American engineer and businessman (1866–1935)

Charles Henry Ewing (May 28, 1866 – December 8, 1935) was an American engineer and businessman who was president of the Reading Company and the Central Railroad of New Jersey.

==Early life==
Charles Henry Ewing was born on May 28, 1866, in Pottstown, Pennsylvania, to Maria (née Potts) and James S. Ewing. His father was a manufacturer in the iron business. He was educated in Pottstown Senior High School and was privately tutored in civil engineering.

==Career==
In 1883, Ewing began a career as a rodman for the Philadelphia and Reading Railway Company. He was later promoted to assistant engineer and supervisor. In 1892, he was made division engineer. He was then chief engineer on the Central New England Railway. In 1902, he returned to the Philadelphia and Reading Railway Company as a division engineer. On June 1, 1905, he became engineer on maintenance of way. In 1910, he became superintendent on the Atlantic City Railroad. On January 1, 1913, he became general superintendent of the Philadelphia and Reading Railway Company. On March 16, 1916, he was appointed as general manager and in December 1917, he was promoted to vice president.

During World War I, Ewing was appointed as federal manager of the Philadelphia and Reading Railway Company, the Reading Company, the Central Railroad of New Jersey, and the Staten Island Rapid Transit Company. Following the war, he was vice president of the Philadelphia and Reading Railway Company until January 1, 1924. He then became vice president of the Reading Company. In 1921, he was vice president of the line when disastrous head-on collision near Bryn Athyn, Pennsylvania, on the Newtown branch of the railroad, on December 5, caused the deaths of 27 people, including passengers, crew, and rescuers. Although an investigation had just begun (which would find error in company policies as well as operational errors on that day), Ewing issued a statement the following day placing blame on the crew of the northbound train, which had ignored an order to take a siding to allow another train to pass.

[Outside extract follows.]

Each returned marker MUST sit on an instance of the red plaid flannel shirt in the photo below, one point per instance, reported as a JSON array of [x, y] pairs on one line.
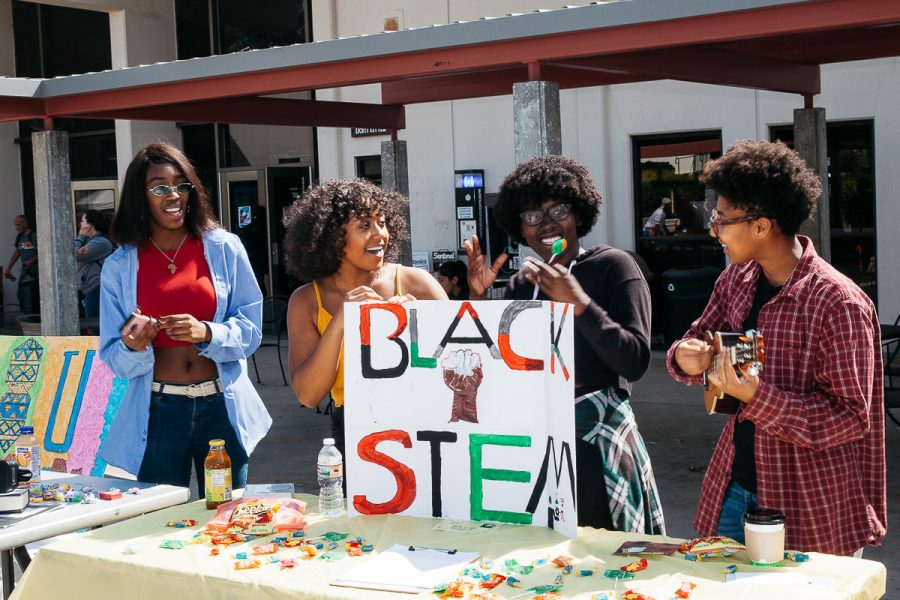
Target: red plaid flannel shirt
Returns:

Ewing declared, "We are wholly at a loss to account for this gross violation of the order and the rules, except that it was an unexplained failure of the human agency." On April 28, 1932, he became president of the Reading Company, succeeding Agnew T. Dice. He remained as president until 1935. On June 22, 1933, he became president of the Central Railroad of New Jersey.

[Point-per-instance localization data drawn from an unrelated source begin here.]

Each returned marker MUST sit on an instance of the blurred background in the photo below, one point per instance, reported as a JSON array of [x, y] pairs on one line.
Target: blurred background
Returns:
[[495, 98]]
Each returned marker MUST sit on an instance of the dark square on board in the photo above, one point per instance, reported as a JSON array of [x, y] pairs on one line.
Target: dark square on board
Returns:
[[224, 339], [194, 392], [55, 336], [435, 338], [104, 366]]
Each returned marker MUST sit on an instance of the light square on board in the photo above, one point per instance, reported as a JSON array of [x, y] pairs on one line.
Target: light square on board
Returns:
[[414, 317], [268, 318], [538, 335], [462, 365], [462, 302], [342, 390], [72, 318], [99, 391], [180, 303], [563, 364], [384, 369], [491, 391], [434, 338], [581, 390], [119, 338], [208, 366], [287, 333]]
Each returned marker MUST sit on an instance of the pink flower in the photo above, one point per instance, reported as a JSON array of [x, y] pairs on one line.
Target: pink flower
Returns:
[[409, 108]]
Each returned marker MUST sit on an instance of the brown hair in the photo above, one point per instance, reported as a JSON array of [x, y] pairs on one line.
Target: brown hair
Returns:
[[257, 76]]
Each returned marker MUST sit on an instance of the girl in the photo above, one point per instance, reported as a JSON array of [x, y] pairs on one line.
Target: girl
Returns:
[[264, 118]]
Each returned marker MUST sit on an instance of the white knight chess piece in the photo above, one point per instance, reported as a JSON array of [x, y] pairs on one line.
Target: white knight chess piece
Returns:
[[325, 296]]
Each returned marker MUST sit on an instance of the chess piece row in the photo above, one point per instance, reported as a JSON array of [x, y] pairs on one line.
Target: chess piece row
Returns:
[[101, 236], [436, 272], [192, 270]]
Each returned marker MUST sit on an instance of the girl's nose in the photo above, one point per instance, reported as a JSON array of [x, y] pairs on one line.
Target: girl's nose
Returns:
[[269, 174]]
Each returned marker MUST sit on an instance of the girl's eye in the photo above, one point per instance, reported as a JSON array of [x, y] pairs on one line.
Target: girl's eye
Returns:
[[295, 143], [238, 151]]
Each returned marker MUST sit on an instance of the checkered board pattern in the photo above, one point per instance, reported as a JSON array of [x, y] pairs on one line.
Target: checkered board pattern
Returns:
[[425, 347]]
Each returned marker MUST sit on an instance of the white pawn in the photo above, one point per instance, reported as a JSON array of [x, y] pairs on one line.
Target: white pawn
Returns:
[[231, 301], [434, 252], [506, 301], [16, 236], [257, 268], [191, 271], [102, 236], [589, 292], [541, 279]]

Ewing was vice president of the Union League, on the board of managers of the Franklin Institute, a member of the general committee in the transportation division of the American Engineering Railway Association. He was a member of the executive committee of the Bureau of Information and the Bureau of Explosives of the Eastern Railways.

==Personal life==
Ewing married Sarah "Sallie" I. Newlin of Pottstown on November 24, 1892. They had a son, George N. He was a member of the Oak Lane Methodist Episcopal Church. He was a member of the Huntingdon Valley Country Club, the Seaview Golf Club, the Engineers Club of Philadelphia, the Marine Club, and the Eastern Railroad Presidents' Conference.

Ewing died of esophageal cancer and pneumonia on December 8, 1935, at his Seatonhurst home on Sharpless Avenue in Melrose Park, Cheltenham Township, Pennsylvania. He was buried at Mount Zion Cemetery in Pottstown.